Another limitation of our model is that it is, indeed, a post hoc analysis of a survey which did not intend to assess frailty but rather addressed several variables associated with frailty. To circumvent this limitation, we used several and different representative variables, based on the scientific literature, to estimate the frail state and also compared our results with other studies. Although the estimated frailty rates in our study yielded comparable rates and correlates to previous reports which used a variety of different methodological approaches, our findings will require confirmation by alternative research routes. Finally, the data presented here is taken from a survey conducted over 10 years ago. With the rapidly increasing lifespan, as the population continues to age, frailty rate may change as well, such that the comparison of our analysis with past and future studies naturally requires awareness to this added complexity.
Conclusions
In conclusion, this study is the first to estimate the prevalence rates of the frailty state in a representative sample of the elderly Israeli population. Rate of frailty in Israeli elderly was comparable to the lowest rates shown in the literature and was associated with known variables such as low socioeconomic status, female gender and lower functional and cognitive status.

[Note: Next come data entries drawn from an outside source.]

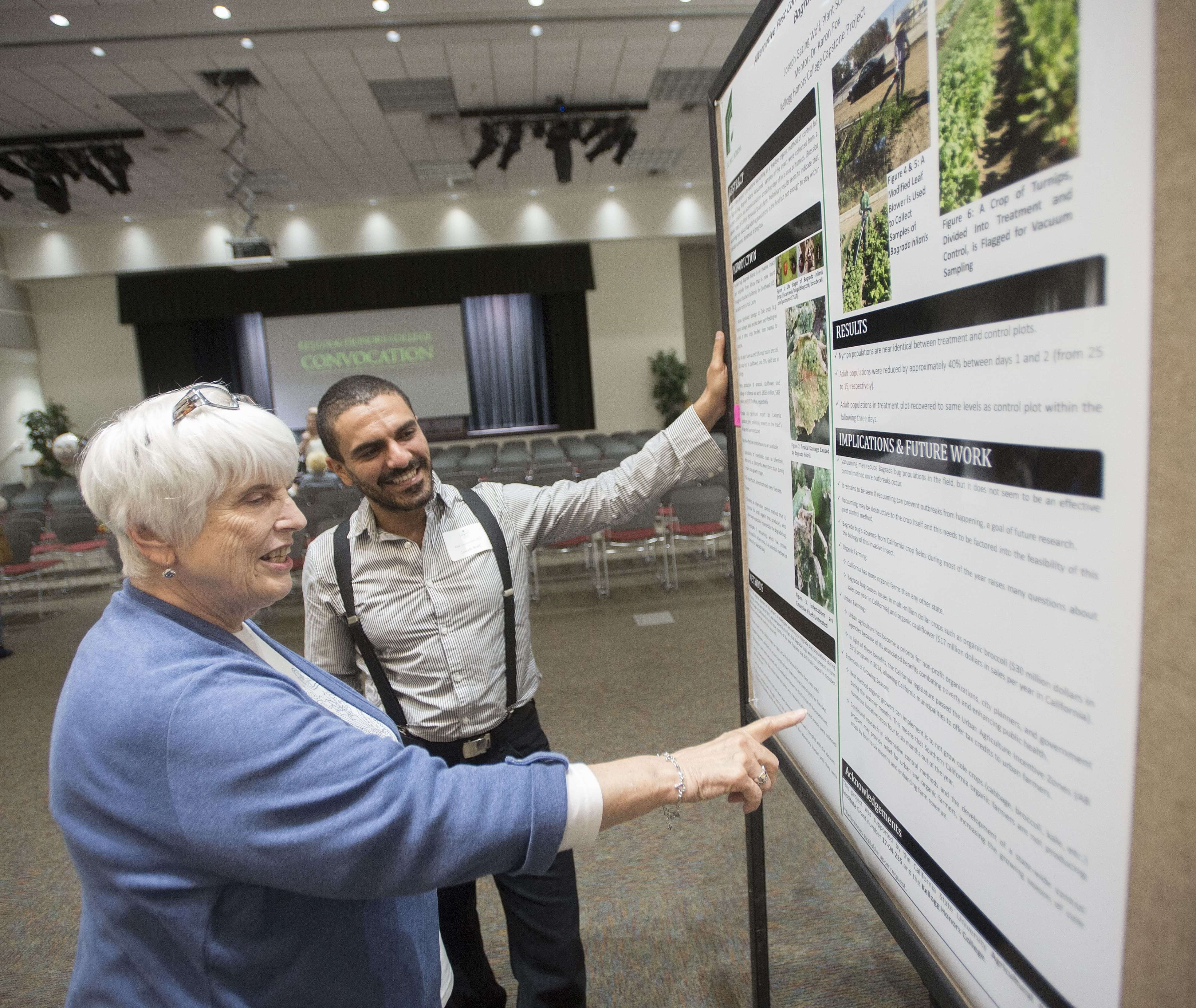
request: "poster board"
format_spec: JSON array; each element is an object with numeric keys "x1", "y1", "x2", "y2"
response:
[{"x1": 710, "y1": 0, "x2": 1182, "y2": 1008}]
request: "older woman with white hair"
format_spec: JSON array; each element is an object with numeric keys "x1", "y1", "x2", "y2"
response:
[{"x1": 50, "y1": 385, "x2": 803, "y2": 1008}]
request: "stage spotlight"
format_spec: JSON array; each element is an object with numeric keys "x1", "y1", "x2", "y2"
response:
[
  {"x1": 469, "y1": 120, "x2": 499, "y2": 171},
  {"x1": 544, "y1": 121, "x2": 573, "y2": 183},
  {"x1": 586, "y1": 116, "x2": 631, "y2": 164},
  {"x1": 611, "y1": 123, "x2": 640, "y2": 165},
  {"x1": 33, "y1": 175, "x2": 71, "y2": 214},
  {"x1": 578, "y1": 116, "x2": 610, "y2": 144},
  {"x1": 499, "y1": 122, "x2": 523, "y2": 171}
]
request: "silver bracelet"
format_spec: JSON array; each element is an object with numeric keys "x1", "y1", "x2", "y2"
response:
[{"x1": 657, "y1": 752, "x2": 685, "y2": 830}]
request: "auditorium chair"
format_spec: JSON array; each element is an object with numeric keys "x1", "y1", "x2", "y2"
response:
[
  {"x1": 0, "y1": 527, "x2": 62, "y2": 619},
  {"x1": 45, "y1": 483, "x2": 83, "y2": 510},
  {"x1": 460, "y1": 445, "x2": 499, "y2": 475},
  {"x1": 578, "y1": 458, "x2": 618, "y2": 479},
  {"x1": 665, "y1": 486, "x2": 731, "y2": 587},
  {"x1": 482, "y1": 459, "x2": 527, "y2": 483},
  {"x1": 602, "y1": 438, "x2": 636, "y2": 462},
  {"x1": 599, "y1": 501, "x2": 672, "y2": 598},
  {"x1": 527, "y1": 462, "x2": 574, "y2": 487},
  {"x1": 316, "y1": 487, "x2": 361, "y2": 520},
  {"x1": 560, "y1": 438, "x2": 602, "y2": 465},
  {"x1": 8, "y1": 487, "x2": 50, "y2": 510},
  {"x1": 531, "y1": 438, "x2": 565, "y2": 465},
  {"x1": 498, "y1": 441, "x2": 529, "y2": 467}
]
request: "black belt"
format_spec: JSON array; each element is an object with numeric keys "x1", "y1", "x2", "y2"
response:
[
  {"x1": 403, "y1": 699, "x2": 536, "y2": 766},
  {"x1": 332, "y1": 489, "x2": 519, "y2": 732}
]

The main health policy-related implications of the current study address several aspects. The first, for the primary physician, the study provides a simple, easily applicable screening tool for the identification of frailty proneness, a task that usually requires expertise or depends on relatively lengthy questionnaires. The possibility to correctly identify patients at risk for frailty in primary care settings serves (i) to better prioritize further consultations with less accessible specialists such as geriatric physicians; and (ii) to assist the primary physician’s in making decisions with respect to major surgery, cancer treatment, management of congestive heart failure, and even in predicting lower benefit of Influenza vaccination [
44]. The second, the model may be used to easily assess the extent of frailty among the members of health care funds and help them plan, prioritize and allocate resources to address the needs of this high-risk group of patients. For example, targeting the appropriate population for long-term care insurance plans. Lastly, the tool can be useful in translational research and can be implemented for applied studies on elderly populations.